Enfin, un troisième défi est la volonté des pompiers à faire face aux conséquences de l’état de stress post traumatique (ESPT) et au suicide. Certains remettent en doute la résilience des pompiers, suggérant qu’une vraie résilience permettrait de mieux gérer les suicides et l’ESPT. Ils assimilent cette résilience à une fonction de l’esprit du mâle dominant, qui en réalité empire ces problèmes.

Conclusion

Afin de réconcilier les deux perspectives sur la résilience il serait sans doute utile de faire une distinction entre la résilience de l’individu et celle de l’organisation. En ce qui concerne leur organisation, les pompiers accomplissent leur travail en surmontant n’importe quel obstacle. Même une personne décédée en service ne mine pas la détermination et la préparation de l’organisation pour le prochain appel urgent. La culture des pompiers insiste sur cette préparation.
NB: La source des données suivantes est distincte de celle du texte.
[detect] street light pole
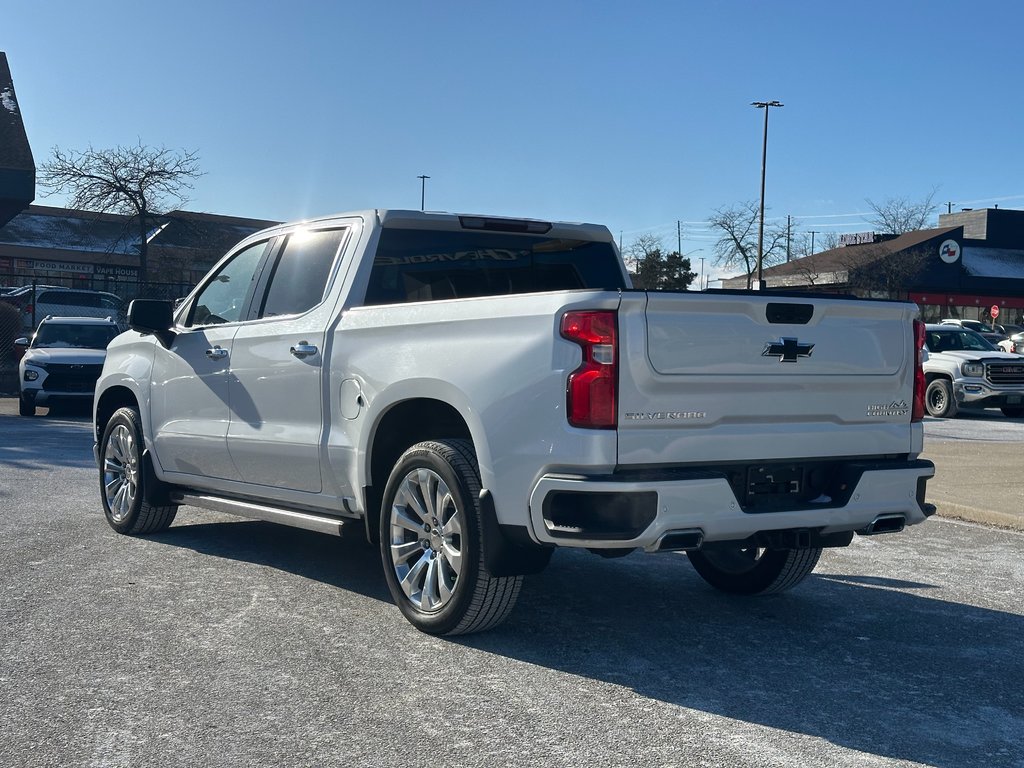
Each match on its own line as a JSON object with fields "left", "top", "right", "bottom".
{"left": 417, "top": 175, "right": 430, "bottom": 211}
{"left": 752, "top": 100, "right": 783, "bottom": 290}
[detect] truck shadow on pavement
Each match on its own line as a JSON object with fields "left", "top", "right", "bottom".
{"left": 466, "top": 549, "right": 1024, "bottom": 768}
{"left": 149, "top": 518, "right": 392, "bottom": 603}
{"left": 148, "top": 516, "right": 1022, "bottom": 768}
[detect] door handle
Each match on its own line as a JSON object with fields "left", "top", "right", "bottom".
{"left": 205, "top": 346, "right": 228, "bottom": 360}
{"left": 290, "top": 342, "right": 318, "bottom": 359}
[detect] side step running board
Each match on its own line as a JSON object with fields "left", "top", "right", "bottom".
{"left": 172, "top": 492, "right": 348, "bottom": 536}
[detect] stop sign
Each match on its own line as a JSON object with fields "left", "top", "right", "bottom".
{"left": 991, "top": 304, "right": 1000, "bottom": 319}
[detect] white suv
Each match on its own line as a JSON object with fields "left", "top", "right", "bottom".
{"left": 17, "top": 316, "right": 121, "bottom": 416}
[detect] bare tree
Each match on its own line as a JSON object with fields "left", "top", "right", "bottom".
{"left": 817, "top": 231, "right": 841, "bottom": 253}
{"left": 865, "top": 188, "right": 938, "bottom": 235}
{"left": 624, "top": 233, "right": 662, "bottom": 275}
{"left": 626, "top": 234, "right": 696, "bottom": 291}
{"left": 708, "top": 201, "right": 787, "bottom": 288}
{"left": 39, "top": 142, "right": 203, "bottom": 281}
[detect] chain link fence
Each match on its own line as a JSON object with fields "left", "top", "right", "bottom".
{"left": 0, "top": 273, "right": 194, "bottom": 395}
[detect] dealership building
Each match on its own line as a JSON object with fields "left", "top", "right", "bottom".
{"left": 724, "top": 207, "right": 1024, "bottom": 326}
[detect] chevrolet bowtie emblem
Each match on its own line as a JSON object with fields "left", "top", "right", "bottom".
{"left": 763, "top": 337, "right": 814, "bottom": 363}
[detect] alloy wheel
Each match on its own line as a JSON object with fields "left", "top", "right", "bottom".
{"left": 388, "top": 468, "right": 465, "bottom": 612}
{"left": 103, "top": 424, "right": 139, "bottom": 523}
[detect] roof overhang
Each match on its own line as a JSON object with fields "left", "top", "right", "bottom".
{"left": 0, "top": 52, "right": 36, "bottom": 227}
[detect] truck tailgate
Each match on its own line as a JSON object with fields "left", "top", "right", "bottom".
{"left": 616, "top": 292, "right": 919, "bottom": 465}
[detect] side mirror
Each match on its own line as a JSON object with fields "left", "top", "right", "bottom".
{"left": 13, "top": 337, "right": 29, "bottom": 363}
{"left": 128, "top": 299, "right": 176, "bottom": 347}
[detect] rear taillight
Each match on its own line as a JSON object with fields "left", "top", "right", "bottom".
{"left": 912, "top": 319, "right": 926, "bottom": 422}
{"left": 561, "top": 310, "right": 617, "bottom": 429}
{"left": 23, "top": 304, "right": 32, "bottom": 314}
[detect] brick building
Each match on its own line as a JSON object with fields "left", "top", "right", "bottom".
{"left": 0, "top": 205, "right": 279, "bottom": 296}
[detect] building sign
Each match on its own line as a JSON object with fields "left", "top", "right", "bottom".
{"left": 95, "top": 264, "right": 139, "bottom": 278}
{"left": 938, "top": 239, "right": 961, "bottom": 264}
{"left": 10, "top": 259, "right": 138, "bottom": 278}
{"left": 16, "top": 258, "right": 94, "bottom": 274}
{"left": 840, "top": 232, "right": 876, "bottom": 246}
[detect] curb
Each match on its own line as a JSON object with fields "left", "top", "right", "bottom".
{"left": 933, "top": 500, "right": 1024, "bottom": 532}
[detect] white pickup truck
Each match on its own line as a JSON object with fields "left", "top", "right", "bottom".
{"left": 922, "top": 323, "right": 1024, "bottom": 418}
{"left": 93, "top": 210, "right": 935, "bottom": 635}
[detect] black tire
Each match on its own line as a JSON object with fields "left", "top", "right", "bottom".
{"left": 687, "top": 545, "right": 822, "bottom": 595}
{"left": 379, "top": 439, "right": 522, "bottom": 635}
{"left": 18, "top": 394, "right": 35, "bottom": 417}
{"left": 1001, "top": 406, "right": 1024, "bottom": 418}
{"left": 925, "top": 379, "right": 958, "bottom": 418}
{"left": 99, "top": 407, "right": 177, "bottom": 535}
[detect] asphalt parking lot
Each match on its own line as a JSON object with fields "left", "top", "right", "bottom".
{"left": 1, "top": 402, "right": 1022, "bottom": 768}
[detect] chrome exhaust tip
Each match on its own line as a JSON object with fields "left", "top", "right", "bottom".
{"left": 653, "top": 528, "right": 704, "bottom": 552}
{"left": 857, "top": 514, "right": 906, "bottom": 536}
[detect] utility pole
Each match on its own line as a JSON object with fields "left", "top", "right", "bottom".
{"left": 946, "top": 201, "right": 955, "bottom": 214}
{"left": 809, "top": 230, "right": 819, "bottom": 255}
{"left": 417, "top": 175, "right": 430, "bottom": 211}
{"left": 752, "top": 100, "right": 784, "bottom": 290}
{"left": 786, "top": 215, "right": 794, "bottom": 264}
{"left": 677, "top": 220, "right": 682, "bottom": 257}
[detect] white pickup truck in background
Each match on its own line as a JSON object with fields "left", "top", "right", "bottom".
{"left": 922, "top": 323, "right": 1024, "bottom": 418}
{"left": 93, "top": 210, "right": 935, "bottom": 635}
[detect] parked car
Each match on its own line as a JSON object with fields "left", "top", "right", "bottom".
{"left": 940, "top": 318, "right": 996, "bottom": 333}
{"left": 981, "top": 331, "right": 1009, "bottom": 348}
{"left": 17, "top": 315, "right": 121, "bottom": 416}
{"left": 922, "top": 324, "right": 1024, "bottom": 418}
{"left": 1, "top": 286, "right": 124, "bottom": 332}
{"left": 998, "top": 331, "right": 1024, "bottom": 355}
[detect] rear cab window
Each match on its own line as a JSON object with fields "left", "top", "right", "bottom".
{"left": 362, "top": 229, "right": 626, "bottom": 305}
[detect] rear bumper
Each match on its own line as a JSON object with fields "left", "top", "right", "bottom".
{"left": 527, "top": 459, "right": 935, "bottom": 550}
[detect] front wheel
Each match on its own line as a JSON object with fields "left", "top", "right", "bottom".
{"left": 687, "top": 545, "right": 822, "bottom": 595}
{"left": 379, "top": 439, "right": 522, "bottom": 635}
{"left": 99, "top": 407, "right": 177, "bottom": 535}
{"left": 925, "top": 379, "right": 958, "bottom": 418}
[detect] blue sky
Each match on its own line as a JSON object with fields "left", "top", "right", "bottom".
{"left": 4, "top": 1, "right": 1024, "bottom": 281}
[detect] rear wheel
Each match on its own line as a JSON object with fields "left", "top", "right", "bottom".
{"left": 687, "top": 545, "right": 822, "bottom": 595}
{"left": 100, "top": 407, "right": 177, "bottom": 535}
{"left": 380, "top": 439, "right": 522, "bottom": 635}
{"left": 925, "top": 379, "right": 957, "bottom": 418}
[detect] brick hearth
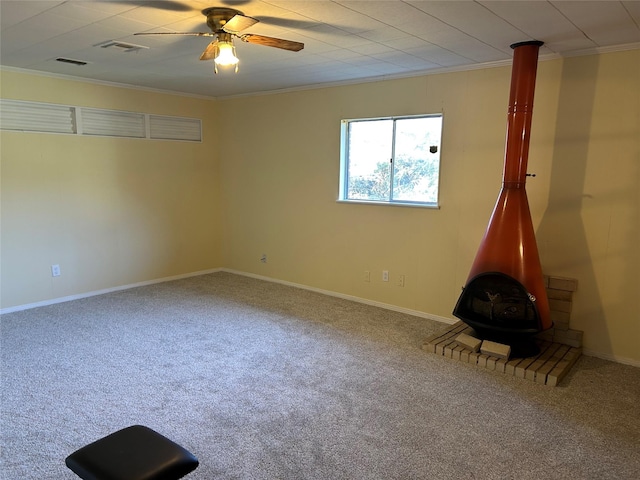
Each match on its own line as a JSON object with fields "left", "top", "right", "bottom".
{"left": 423, "top": 276, "right": 582, "bottom": 386}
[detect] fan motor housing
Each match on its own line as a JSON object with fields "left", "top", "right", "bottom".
{"left": 203, "top": 7, "right": 242, "bottom": 33}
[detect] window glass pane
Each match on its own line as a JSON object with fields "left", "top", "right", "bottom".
{"left": 347, "top": 119, "right": 393, "bottom": 201}
{"left": 392, "top": 117, "right": 441, "bottom": 203}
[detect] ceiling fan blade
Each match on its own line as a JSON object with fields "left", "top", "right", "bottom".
{"left": 222, "top": 14, "right": 259, "bottom": 33}
{"left": 113, "top": 1, "right": 196, "bottom": 12}
{"left": 199, "top": 40, "right": 219, "bottom": 61}
{"left": 237, "top": 34, "right": 304, "bottom": 52}
{"left": 134, "top": 32, "right": 214, "bottom": 37}
{"left": 256, "top": 16, "right": 319, "bottom": 30}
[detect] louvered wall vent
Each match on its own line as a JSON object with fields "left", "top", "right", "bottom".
{"left": 149, "top": 115, "right": 202, "bottom": 142}
{"left": 0, "top": 99, "right": 201, "bottom": 142}
{"left": 81, "top": 108, "right": 146, "bottom": 138}
{"left": 0, "top": 99, "right": 76, "bottom": 134}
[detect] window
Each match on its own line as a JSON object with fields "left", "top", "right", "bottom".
{"left": 339, "top": 114, "right": 442, "bottom": 207}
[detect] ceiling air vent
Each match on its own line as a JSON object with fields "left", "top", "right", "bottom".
{"left": 96, "top": 40, "right": 149, "bottom": 53}
{"left": 56, "top": 58, "right": 88, "bottom": 66}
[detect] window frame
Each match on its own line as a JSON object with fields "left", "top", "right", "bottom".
{"left": 339, "top": 113, "right": 443, "bottom": 208}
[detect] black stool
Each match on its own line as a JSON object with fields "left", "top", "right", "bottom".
{"left": 65, "top": 425, "right": 199, "bottom": 480}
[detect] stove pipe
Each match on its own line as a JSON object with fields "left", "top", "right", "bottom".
{"left": 453, "top": 41, "right": 552, "bottom": 337}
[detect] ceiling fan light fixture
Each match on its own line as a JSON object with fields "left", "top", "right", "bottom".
{"left": 134, "top": 7, "right": 304, "bottom": 75}
{"left": 214, "top": 40, "right": 239, "bottom": 73}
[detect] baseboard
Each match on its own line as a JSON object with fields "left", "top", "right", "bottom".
{"left": 582, "top": 349, "right": 640, "bottom": 368}
{"left": 0, "top": 268, "right": 222, "bottom": 314}
{"left": 4, "top": 267, "right": 638, "bottom": 368}
{"left": 220, "top": 268, "right": 457, "bottom": 325}
{"left": 222, "top": 269, "right": 640, "bottom": 368}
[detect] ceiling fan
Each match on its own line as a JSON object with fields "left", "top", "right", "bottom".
{"left": 134, "top": 7, "right": 304, "bottom": 73}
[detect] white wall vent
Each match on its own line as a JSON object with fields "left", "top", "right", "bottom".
{"left": 1, "top": 99, "right": 201, "bottom": 142}
{"left": 149, "top": 115, "right": 202, "bottom": 141}
{"left": 0, "top": 99, "right": 76, "bottom": 134}
{"left": 80, "top": 108, "right": 146, "bottom": 138}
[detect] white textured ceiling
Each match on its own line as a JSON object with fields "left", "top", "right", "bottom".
{"left": 1, "top": 1, "right": 639, "bottom": 98}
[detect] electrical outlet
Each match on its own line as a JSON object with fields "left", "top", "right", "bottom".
{"left": 382, "top": 270, "right": 389, "bottom": 282}
{"left": 51, "top": 264, "right": 61, "bottom": 277}
{"left": 364, "top": 270, "right": 370, "bottom": 282}
{"left": 397, "top": 275, "right": 405, "bottom": 287}
{"left": 260, "top": 254, "right": 267, "bottom": 263}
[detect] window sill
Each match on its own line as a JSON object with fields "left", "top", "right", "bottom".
{"left": 336, "top": 199, "right": 440, "bottom": 209}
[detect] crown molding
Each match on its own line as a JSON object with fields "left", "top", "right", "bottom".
{"left": 3, "top": 42, "right": 638, "bottom": 101}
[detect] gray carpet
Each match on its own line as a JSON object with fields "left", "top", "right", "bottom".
{"left": 1, "top": 272, "right": 639, "bottom": 479}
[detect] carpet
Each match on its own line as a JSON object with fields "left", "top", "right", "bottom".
{"left": 1, "top": 272, "right": 639, "bottom": 479}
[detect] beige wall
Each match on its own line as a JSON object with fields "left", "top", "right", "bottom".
{"left": 1, "top": 70, "right": 222, "bottom": 307}
{"left": 1, "top": 48, "right": 638, "bottom": 364}
{"left": 217, "top": 49, "right": 639, "bottom": 364}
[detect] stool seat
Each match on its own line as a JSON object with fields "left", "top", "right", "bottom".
{"left": 65, "top": 425, "right": 199, "bottom": 480}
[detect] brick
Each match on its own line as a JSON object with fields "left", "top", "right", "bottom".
{"left": 451, "top": 345, "right": 464, "bottom": 360}
{"left": 549, "top": 298, "right": 572, "bottom": 313}
{"left": 430, "top": 321, "right": 466, "bottom": 340}
{"left": 515, "top": 356, "right": 538, "bottom": 378}
{"left": 505, "top": 357, "right": 523, "bottom": 375}
{"left": 468, "top": 352, "right": 480, "bottom": 366}
{"left": 495, "top": 358, "right": 508, "bottom": 373}
{"left": 548, "top": 276, "right": 578, "bottom": 292}
{"left": 550, "top": 310, "right": 571, "bottom": 323}
{"left": 524, "top": 343, "right": 563, "bottom": 381}
{"left": 435, "top": 327, "right": 467, "bottom": 355}
{"left": 437, "top": 338, "right": 457, "bottom": 356}
{"left": 546, "top": 288, "right": 573, "bottom": 301}
{"left": 536, "top": 330, "right": 555, "bottom": 342}
{"left": 424, "top": 325, "right": 458, "bottom": 346}
{"left": 480, "top": 340, "right": 511, "bottom": 360}
{"left": 477, "top": 354, "right": 489, "bottom": 368}
{"left": 422, "top": 320, "right": 581, "bottom": 387}
{"left": 444, "top": 344, "right": 456, "bottom": 358}
{"left": 550, "top": 313, "right": 570, "bottom": 331}
{"left": 547, "top": 347, "right": 582, "bottom": 386}
{"left": 514, "top": 342, "right": 549, "bottom": 378}
{"left": 486, "top": 356, "right": 497, "bottom": 371}
{"left": 534, "top": 344, "right": 570, "bottom": 385}
{"left": 460, "top": 350, "right": 470, "bottom": 363}
{"left": 566, "top": 329, "right": 583, "bottom": 340}
{"left": 424, "top": 322, "right": 468, "bottom": 354}
{"left": 553, "top": 329, "right": 583, "bottom": 348}
{"left": 455, "top": 333, "right": 482, "bottom": 353}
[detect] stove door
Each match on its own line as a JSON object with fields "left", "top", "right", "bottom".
{"left": 453, "top": 272, "right": 541, "bottom": 334}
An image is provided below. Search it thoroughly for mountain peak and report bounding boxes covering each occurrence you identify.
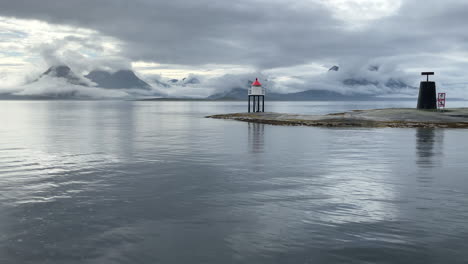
[39,65,89,86]
[182,76,200,85]
[85,69,152,90]
[42,65,72,78]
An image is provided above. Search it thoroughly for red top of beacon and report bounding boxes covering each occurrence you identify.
[252,78,262,86]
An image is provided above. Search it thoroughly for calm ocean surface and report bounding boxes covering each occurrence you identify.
[1,100,468,264]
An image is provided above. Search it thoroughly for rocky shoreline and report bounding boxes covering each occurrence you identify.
[207,108,468,128]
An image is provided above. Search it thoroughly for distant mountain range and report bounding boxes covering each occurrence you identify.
[207,88,378,101]
[32,65,154,91]
[0,63,422,100]
[205,64,417,101]
[207,65,417,100]
[0,64,164,99]
[328,65,415,90]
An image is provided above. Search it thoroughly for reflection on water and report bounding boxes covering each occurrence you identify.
[248,123,265,154]
[416,128,444,168]
[1,101,468,264]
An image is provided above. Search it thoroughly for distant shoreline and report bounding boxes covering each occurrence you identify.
[137,97,423,102]
[0,96,467,102]
[207,108,468,128]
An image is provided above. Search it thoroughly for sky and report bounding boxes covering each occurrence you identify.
[0,0,468,98]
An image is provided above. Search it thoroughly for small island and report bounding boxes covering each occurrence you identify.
[207,108,468,128]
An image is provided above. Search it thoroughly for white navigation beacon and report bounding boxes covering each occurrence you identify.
[248,78,265,113]
[249,78,265,96]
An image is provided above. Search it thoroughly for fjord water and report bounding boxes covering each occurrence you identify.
[1,100,468,263]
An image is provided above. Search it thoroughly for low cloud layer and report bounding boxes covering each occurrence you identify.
[15,76,128,99]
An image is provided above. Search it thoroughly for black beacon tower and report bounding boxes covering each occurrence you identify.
[417,72,437,110]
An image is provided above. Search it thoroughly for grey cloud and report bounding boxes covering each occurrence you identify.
[0,0,466,67]
[0,0,340,68]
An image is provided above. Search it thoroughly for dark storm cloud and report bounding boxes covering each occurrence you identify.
[1,0,468,71]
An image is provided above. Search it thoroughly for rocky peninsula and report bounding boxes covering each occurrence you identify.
[207,108,468,128]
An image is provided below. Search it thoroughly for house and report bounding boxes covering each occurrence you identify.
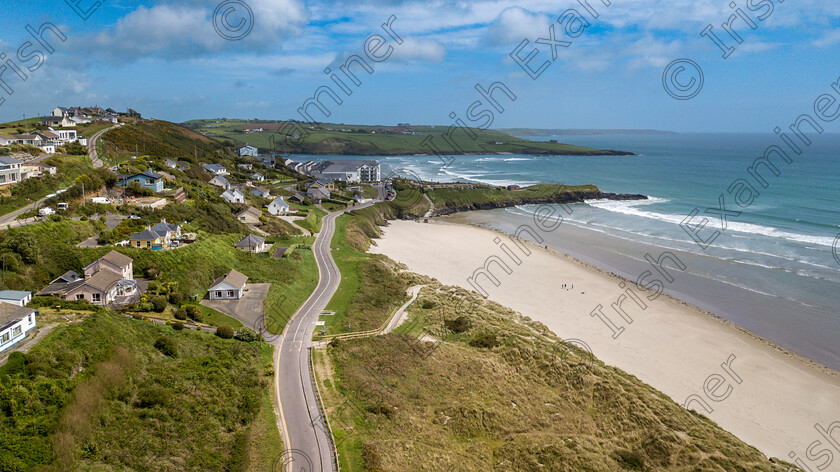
[172,187,187,203]
[207,269,248,300]
[36,271,84,298]
[221,188,245,204]
[54,129,78,143]
[32,129,59,144]
[52,270,84,284]
[0,157,22,186]
[289,192,306,203]
[64,270,122,305]
[39,164,57,175]
[354,195,371,204]
[236,234,267,252]
[306,187,330,203]
[250,186,271,198]
[52,106,67,117]
[236,206,262,225]
[265,197,290,215]
[202,163,228,175]
[117,169,164,193]
[310,179,335,191]
[507,185,521,191]
[249,172,265,182]
[70,114,91,125]
[151,220,181,240]
[129,228,168,249]
[257,155,276,167]
[237,163,253,171]
[83,250,133,280]
[165,159,189,170]
[238,144,258,157]
[209,175,230,189]
[0,304,37,353]
[98,115,119,123]
[0,290,32,307]
[40,115,75,127]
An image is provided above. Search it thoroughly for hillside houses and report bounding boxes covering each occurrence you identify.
[285,159,381,182]
[250,186,271,198]
[202,163,228,175]
[129,220,182,250]
[221,188,245,204]
[0,304,37,353]
[236,206,262,224]
[238,144,258,157]
[236,234,268,253]
[117,169,165,193]
[0,157,22,186]
[209,175,231,189]
[266,197,290,215]
[37,251,137,306]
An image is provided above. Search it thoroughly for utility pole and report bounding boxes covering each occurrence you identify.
[82,181,85,205]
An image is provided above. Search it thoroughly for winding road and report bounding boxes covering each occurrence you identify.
[272,194,379,471]
[88,124,119,168]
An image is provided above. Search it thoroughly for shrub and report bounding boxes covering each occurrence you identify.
[444,316,471,334]
[135,386,170,408]
[132,314,144,320]
[421,300,437,309]
[216,325,234,339]
[173,307,187,320]
[150,296,167,313]
[153,336,177,357]
[234,328,260,343]
[185,305,203,322]
[172,321,184,331]
[469,331,499,349]
[168,292,184,305]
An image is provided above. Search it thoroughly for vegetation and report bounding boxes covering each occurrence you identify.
[0,155,98,217]
[0,310,281,471]
[183,119,633,156]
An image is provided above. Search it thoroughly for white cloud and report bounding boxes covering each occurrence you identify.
[391,37,446,62]
[814,30,840,47]
[485,6,551,45]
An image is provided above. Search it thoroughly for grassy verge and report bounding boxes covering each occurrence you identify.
[0,155,95,217]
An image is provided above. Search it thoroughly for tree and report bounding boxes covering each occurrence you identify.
[173,307,187,320]
[185,305,203,322]
[153,336,177,357]
[150,296,167,313]
[234,327,260,343]
[216,325,234,339]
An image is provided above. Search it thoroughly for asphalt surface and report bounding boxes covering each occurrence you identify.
[272,192,379,472]
[88,124,119,168]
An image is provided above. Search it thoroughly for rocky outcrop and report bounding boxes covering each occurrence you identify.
[429,191,647,217]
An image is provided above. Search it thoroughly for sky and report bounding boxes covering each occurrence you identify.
[1,0,839,132]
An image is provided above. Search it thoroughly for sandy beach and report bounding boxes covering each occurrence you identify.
[370,219,840,465]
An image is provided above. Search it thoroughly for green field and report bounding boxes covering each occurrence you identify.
[182,119,633,156]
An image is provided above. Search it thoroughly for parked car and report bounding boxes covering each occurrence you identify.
[39,207,55,216]
[57,202,69,211]
[89,197,112,204]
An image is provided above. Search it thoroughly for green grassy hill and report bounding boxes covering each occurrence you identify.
[183,119,633,156]
[100,120,232,161]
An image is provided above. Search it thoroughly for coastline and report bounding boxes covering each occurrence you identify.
[369,218,840,464]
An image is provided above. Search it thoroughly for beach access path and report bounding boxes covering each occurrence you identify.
[370,219,840,465]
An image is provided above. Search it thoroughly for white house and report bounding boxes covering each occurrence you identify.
[265,197,290,215]
[55,129,78,143]
[0,290,32,307]
[238,144,258,157]
[221,188,245,204]
[0,304,37,353]
[237,163,253,171]
[209,175,230,189]
[250,186,271,198]
[202,163,228,175]
[52,106,67,117]
[235,234,267,253]
[249,172,264,182]
[208,269,248,300]
[0,156,22,186]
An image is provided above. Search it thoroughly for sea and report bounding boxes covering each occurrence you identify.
[286,132,840,370]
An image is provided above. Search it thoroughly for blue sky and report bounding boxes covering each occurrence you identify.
[1,0,839,132]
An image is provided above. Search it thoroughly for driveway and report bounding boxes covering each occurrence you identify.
[200,283,271,329]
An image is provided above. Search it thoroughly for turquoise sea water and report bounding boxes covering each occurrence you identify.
[287,133,840,368]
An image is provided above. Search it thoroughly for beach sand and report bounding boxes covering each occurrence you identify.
[370,219,840,465]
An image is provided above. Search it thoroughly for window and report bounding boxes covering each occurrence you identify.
[1,332,8,344]
[227,290,235,298]
[29,315,34,324]
[13,326,21,336]
[76,294,85,300]
[146,241,151,248]
[92,293,101,302]
[215,291,223,298]
[136,241,141,247]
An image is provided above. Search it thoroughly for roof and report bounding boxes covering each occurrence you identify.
[84,270,122,292]
[100,250,133,268]
[151,221,179,233]
[251,186,270,194]
[51,270,83,284]
[269,197,289,207]
[0,156,22,165]
[130,229,165,241]
[37,280,84,297]
[311,179,334,187]
[120,168,162,181]
[209,269,248,290]
[249,172,264,178]
[221,188,243,199]
[0,304,36,329]
[236,234,265,247]
[236,206,262,218]
[239,144,257,150]
[202,163,226,171]
[0,290,31,302]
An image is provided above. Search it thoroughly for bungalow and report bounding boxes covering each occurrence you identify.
[83,250,133,280]
[165,159,189,170]
[265,197,290,216]
[118,169,164,193]
[208,269,248,300]
[289,192,306,203]
[32,129,60,144]
[257,155,276,167]
[310,179,336,191]
[249,172,265,182]
[237,163,253,171]
[40,115,75,127]
[354,195,371,204]
[236,234,267,253]
[250,186,271,198]
[151,220,181,240]
[0,304,37,353]
[238,144,258,157]
[236,206,262,225]
[306,187,330,203]
[209,175,230,189]
[0,157,22,186]
[129,228,168,249]
[64,270,122,305]
[38,164,57,175]
[98,115,119,123]
[221,188,245,204]
[0,290,32,307]
[52,106,67,117]
[202,163,228,175]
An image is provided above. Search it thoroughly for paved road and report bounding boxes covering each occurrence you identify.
[88,124,119,168]
[273,200,375,472]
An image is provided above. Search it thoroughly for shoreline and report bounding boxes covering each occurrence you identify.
[443,219,840,381]
[369,218,840,463]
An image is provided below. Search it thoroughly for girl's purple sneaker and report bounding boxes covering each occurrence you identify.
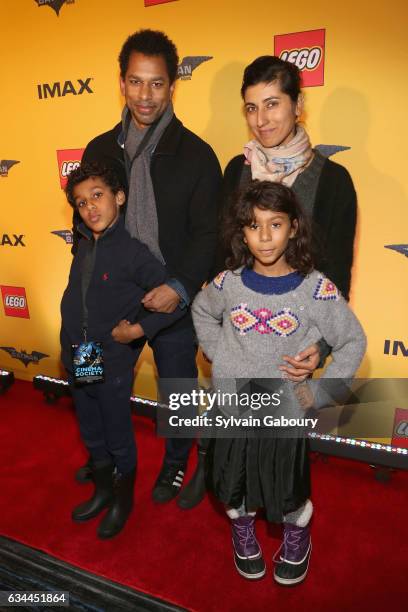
[273,523,312,585]
[231,516,266,580]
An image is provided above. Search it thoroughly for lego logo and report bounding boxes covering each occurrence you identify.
[5,295,26,308]
[61,160,80,178]
[280,47,322,71]
[395,421,408,436]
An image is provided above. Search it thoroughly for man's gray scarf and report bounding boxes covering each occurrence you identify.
[122,102,174,264]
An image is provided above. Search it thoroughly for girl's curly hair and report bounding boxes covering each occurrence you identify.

Au niveau de l’individu, certains aspects de la culture des pompiers sont de nature à encourager la résilience organisationnelle mais, en même temps ils pourraient nuire aux pompiers. L’image d’un Grand Prix automobile peut illustrer ce paradoxe : les voitures pourraient être démolies, les conducteurs pourraient mourir, mais chaque année, l’événement aura bien lieu. C’est le prix à payer.

Le défi pour chaque organisation pour l’avenir c’est de maintenir la résilience organisationnelle en faisant le moins de dommages possibles aux individus qui porteront le flambeau quotidiennement.

Christophe Perdrisot

La littérature sur la résilience est riche et beaucoup d’aspects y sont traités. J’ai fait le choix dans cet article de n’aborder, de façon très modeste et somme toute assez parcellaire, que la résilience individuelle en psychologie vue au travers de mon expérience. Le regard que j’y porte est donc très personnel, il peut interpeler voire déranger.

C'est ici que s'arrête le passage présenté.